This is a fascinating example of the potential consequences of American bank depositors failing to understand what their bank deposits are:
Leading US banks have warned that they could start charging companies and consumers for deposits if the US Federal Reserve cuts the interest it pays on bank reserves. Depositors already have to cope with near-zero interest rates, but paying just to leave money in the bank would be highly unusual and unwelcome for companies and households.
This is akin to the credit card company paying you for the privilege of borrowing their money. It should also eliminate any last vestige of belief in the idea that the Federal Reserve, the Congress, or the banks have any capacity for putting either the economy or the American people before their own short-term pecuniary interests.

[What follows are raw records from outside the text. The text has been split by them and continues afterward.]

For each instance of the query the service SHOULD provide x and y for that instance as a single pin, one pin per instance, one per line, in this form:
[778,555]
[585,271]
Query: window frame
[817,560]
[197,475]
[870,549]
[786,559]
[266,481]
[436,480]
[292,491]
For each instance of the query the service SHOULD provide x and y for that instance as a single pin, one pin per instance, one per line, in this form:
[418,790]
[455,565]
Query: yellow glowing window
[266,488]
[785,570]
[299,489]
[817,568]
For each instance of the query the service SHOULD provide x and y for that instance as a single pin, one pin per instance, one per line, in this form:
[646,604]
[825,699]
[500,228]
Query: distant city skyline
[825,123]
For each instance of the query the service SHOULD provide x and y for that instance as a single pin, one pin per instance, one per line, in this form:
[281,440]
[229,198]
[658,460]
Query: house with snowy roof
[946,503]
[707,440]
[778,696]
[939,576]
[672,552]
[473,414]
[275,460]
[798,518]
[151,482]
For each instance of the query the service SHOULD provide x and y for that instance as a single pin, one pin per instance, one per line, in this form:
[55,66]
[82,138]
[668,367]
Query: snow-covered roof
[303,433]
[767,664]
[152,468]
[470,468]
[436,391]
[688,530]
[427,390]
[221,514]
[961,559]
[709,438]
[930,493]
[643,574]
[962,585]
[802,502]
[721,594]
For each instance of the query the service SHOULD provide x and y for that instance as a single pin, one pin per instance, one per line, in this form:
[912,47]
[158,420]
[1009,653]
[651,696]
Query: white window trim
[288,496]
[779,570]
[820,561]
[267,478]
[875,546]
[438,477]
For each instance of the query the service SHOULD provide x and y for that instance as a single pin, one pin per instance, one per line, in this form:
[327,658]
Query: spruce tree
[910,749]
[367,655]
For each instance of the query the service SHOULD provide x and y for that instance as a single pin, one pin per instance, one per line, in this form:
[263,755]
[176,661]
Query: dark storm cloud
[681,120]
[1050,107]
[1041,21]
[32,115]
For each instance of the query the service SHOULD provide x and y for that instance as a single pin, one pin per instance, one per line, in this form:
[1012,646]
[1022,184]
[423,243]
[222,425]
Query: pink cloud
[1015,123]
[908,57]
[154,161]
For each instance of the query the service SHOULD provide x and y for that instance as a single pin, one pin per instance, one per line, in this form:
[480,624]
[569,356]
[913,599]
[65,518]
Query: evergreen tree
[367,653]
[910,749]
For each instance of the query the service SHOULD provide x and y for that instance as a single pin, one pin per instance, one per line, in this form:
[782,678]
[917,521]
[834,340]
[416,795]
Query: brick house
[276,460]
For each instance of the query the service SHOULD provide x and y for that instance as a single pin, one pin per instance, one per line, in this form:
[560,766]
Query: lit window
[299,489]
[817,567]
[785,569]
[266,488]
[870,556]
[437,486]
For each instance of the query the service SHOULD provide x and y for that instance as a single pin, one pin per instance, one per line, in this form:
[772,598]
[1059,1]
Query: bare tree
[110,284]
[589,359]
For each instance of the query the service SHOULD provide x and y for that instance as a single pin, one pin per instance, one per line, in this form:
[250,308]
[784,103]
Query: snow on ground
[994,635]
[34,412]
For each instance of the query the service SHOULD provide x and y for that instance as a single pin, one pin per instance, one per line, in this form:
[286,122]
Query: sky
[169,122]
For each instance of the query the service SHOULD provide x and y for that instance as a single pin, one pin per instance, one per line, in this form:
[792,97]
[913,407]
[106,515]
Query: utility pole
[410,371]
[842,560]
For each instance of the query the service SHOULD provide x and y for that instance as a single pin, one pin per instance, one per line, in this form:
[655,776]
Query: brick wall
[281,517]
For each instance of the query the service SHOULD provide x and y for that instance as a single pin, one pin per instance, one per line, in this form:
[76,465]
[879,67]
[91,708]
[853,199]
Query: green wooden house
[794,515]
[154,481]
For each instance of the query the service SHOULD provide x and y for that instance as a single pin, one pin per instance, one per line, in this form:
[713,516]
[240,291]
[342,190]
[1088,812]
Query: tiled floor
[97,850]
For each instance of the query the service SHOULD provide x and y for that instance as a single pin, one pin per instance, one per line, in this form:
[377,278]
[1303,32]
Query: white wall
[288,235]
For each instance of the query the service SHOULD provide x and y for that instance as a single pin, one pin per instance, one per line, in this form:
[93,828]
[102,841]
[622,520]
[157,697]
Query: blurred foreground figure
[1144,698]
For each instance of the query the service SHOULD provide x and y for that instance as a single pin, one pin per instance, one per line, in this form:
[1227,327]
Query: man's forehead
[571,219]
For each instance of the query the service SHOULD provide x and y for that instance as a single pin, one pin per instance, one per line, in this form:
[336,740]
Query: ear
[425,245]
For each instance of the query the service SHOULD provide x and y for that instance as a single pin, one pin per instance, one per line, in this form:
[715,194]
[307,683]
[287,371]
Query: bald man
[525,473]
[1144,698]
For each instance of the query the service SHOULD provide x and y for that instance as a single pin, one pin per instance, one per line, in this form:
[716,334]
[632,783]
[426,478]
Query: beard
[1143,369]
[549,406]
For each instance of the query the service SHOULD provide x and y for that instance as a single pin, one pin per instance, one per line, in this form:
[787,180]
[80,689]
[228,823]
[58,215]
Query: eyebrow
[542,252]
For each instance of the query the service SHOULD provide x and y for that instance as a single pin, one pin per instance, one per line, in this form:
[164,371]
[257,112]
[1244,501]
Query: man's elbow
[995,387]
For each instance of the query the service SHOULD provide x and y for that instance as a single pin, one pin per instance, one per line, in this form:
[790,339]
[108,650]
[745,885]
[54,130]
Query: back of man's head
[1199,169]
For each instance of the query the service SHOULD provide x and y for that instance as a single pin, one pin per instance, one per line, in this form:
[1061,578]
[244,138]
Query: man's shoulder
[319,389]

Just to make it clear, your bank deposit is a loan you make to the bank. It is an unsecured loan that the bank can utilize in any way it pleases, and since it is unsecured, if the bank happens to lose the money by making bad investments or spending it on cocaine and expensive hookers, you have no legal recourse. This is why John Corzine is not only not in jail, but hasn’t even been charged with a crime; he didn’t commit one.
It’s not stealing if you’re dumb enough to give them the money in return for an unsecured promise to pay it back so long as you ask for it before they don’t have it on hand.
And note that this is bank industry opposition to a rate cut, not the much-feared rate increase.